PUT, das Patienten-Universal-Terminal
Das Multimediacenter PUT (Patienten-Universal-Terminal) verbindet medizinische Information und Unterhaltung an jedem Patientenbett.

Wie gestaltet sich Ihr Arbeitstag?
 
«Wir besuchen täglich alle Patientinnen und Patienten. Dabei nehmen wir uns Zeit und das wird geschätzt. Beim Arbeitsbeginn am Morgen informieren wir uns über neue Patienten, die in der Nacht vom Notfall eingetreten sind und darüber, welche Patienten an diesem Tag austreten werden. Austretenden Patientinnen und Patienten offerieren wir Hilfe beim Einpacken ihrer persönlichen Sachen oder eine Begleitung zum Ausgang. Eintrittszimmer bestücken wir mit kleinen Aufmerksamkeiten.»

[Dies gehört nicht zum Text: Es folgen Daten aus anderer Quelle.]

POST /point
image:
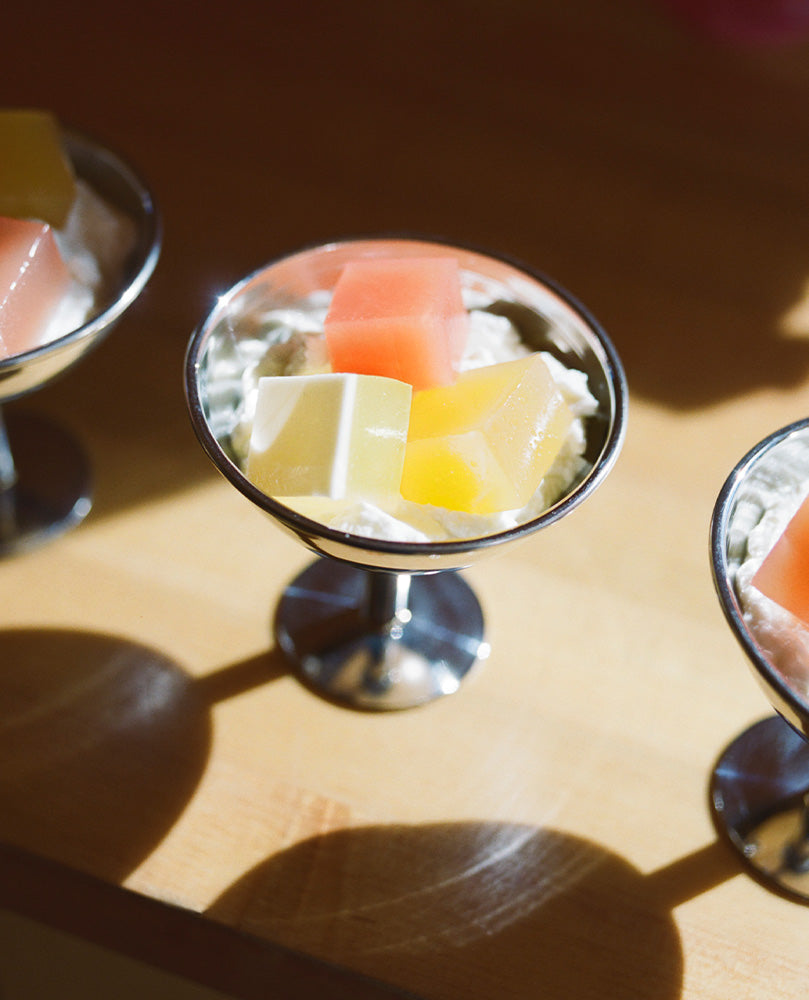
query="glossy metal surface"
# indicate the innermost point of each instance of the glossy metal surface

Welche Berufsausbildung benötigt es für Ihre Tätigkeit?
 
«Der Service-Gedanke ist zentral. Von Vorteil ist, wenn man aus dem Dienstleistungsbereich der Hotellerie, Gastronomie oder der Tourismusbranche kommt, zum Beispiel Rezeptionist oder Concierge in einem gehobenen Hotel war.» 

Ihre Funktion erinnert an die eines Butlers. – Lässt sich das vergleichen?
 
«In gewisser Weise schon: Ein Butler hat ein gutes Gespür für Menschen, ist diskret und seine Aufgaben sind vielfältig. Das trifft auch auf uns Guest-Relations-Manager zu.»

Sie stehen Gästen bereits vor deren Spitaleintritt zur Verfügung. Was bedeutet das genau?
 
«Wir treten mit den Patientinnen und Patienten vor ihrem Eintritt in Kontakt, um offene Fragen zu klären. Oft geben wir dann Auskunft zu Anreise, Aufenthalt und Ausstattung. Sollten Unsicherheiten betreffend Sprachkenntnissen bestehen, können unsere Gäste darauf vertrauen, dass wir eine Lösung organisieren.»

Das Guest-Relations-Team trägt täglich Anzug und Krawatte
Das Guest-Relations-Team trägt täglich Anzug und Krawatte: «Das schafft Vertrauen, dass wir Triemli-Mitarbeitende sind.»

Sie tragen täglich Anzug und Krawatte. Warum diese «Uniform»?
 
«Sie gibt den Patientinnen und Patienten die Sicherheit und das Vertrauen, dass wir Triemli-Mitarbeitende sind. Die Farben der Uniform wurden bewusst auf die neuen Raumfarben der Stationen abgestimmt. Sie helfen zu unterscheiden, welche Mitarbeitenden zur Gästebetreuung gehören. Zudem symbolisieren Anzug und Krawatte einen gehobenen Standard.»

Was gefällt Ihnen am besten an Ihrer Aufgabe als Guest-Relations-Manager?
 
«Es bereitet mir Freude, unseren Gästen ihren Aufenthalt angenehmer und schöner zu gestalten. Ich freue mich über die Dankbarkeit, wenn ich einen speziellen Wunsch erfüllen kann. So bieten wir einen Mehrwert zu den erstklassigen medizinischen und pflegerischen Leistungen.»